A Density-Based Offloading Strategy for IoT Devices in Edge Computing Systems

Abstract

Collaboration spaces formed from edge servers can efficiently improve the quality of experience of service subscribers. In this paper, we first utilize a strategy based on the density of Internet of Things (IoT) devices and ${k}$ -means algorithm to partition network of edge servers, then an algorithm for IoT devices’ computation offloading decisions is proposed, i.e., whether we need to offload IoT devices’ workload to edge servers, and which edge server to choose if migration is needed. The combination of locations of edge servers and the geographic distribution of various IoT devices can significantly improve the scheduling of network resources and satisfy requirements of service subscribers. We analyze and build mathematical models about whether/how to offload tasks from various IoT devices to edge servers.
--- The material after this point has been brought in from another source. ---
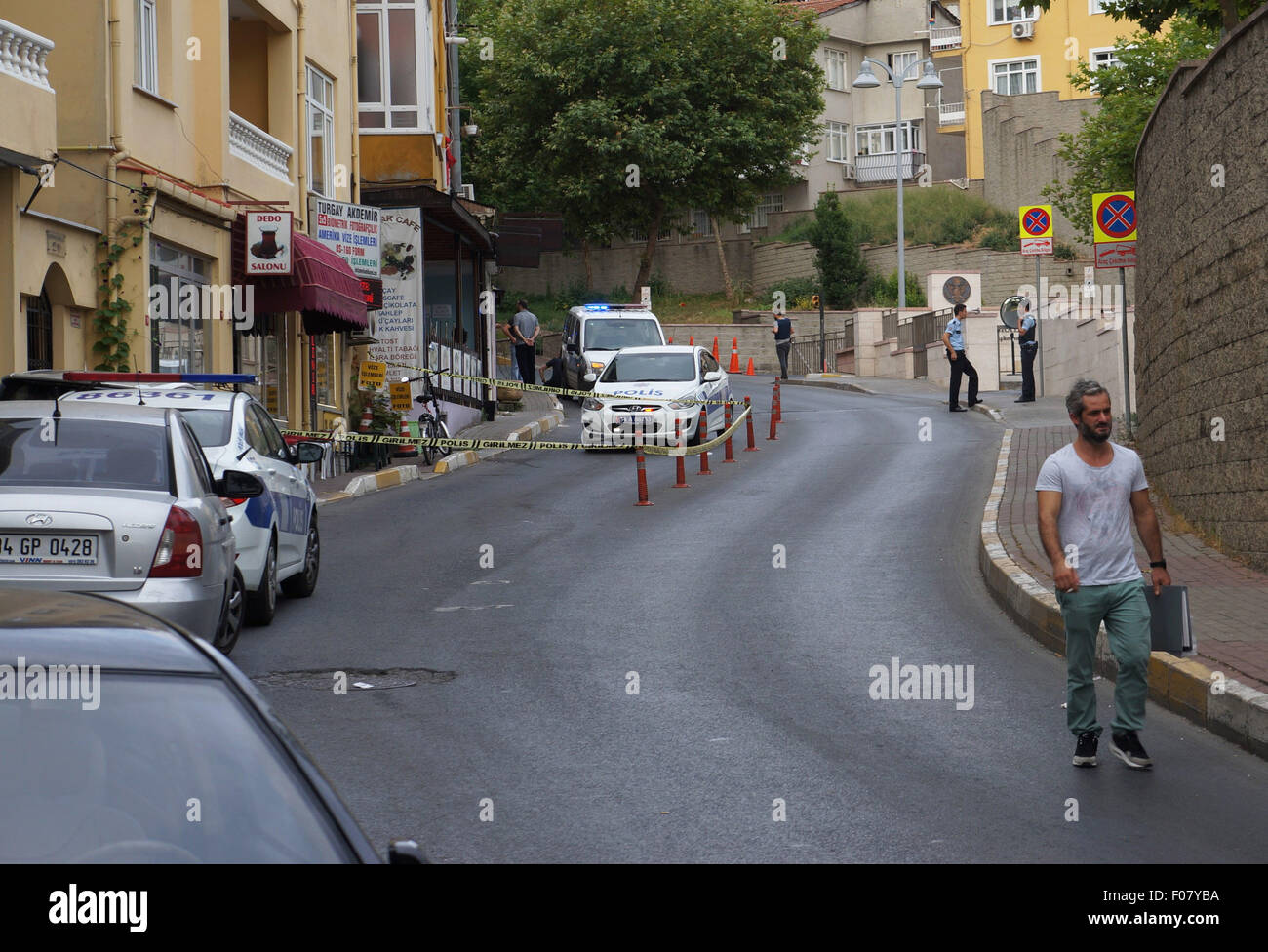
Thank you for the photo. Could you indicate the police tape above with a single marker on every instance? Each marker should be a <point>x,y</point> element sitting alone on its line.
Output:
<point>559,390</point>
In order to better simulate operations of the mobile edge servers in more realistic scenarios, the input size of each IoT device is uncertain and regarded as a random variable following some probability distribution based on long-term observations. On the basis of that, an algorithm utilizing sample average approximation method is proposed to discuss whether the tasks to be executed locally or offloaded. Besides, the algorithm proposed can also help decide whether service relocation/migration is needed or not. Finally, simulation results show that our algorithm can achieve 20% of global cost less than the benchmark on a true base station dataset of Hangzhou.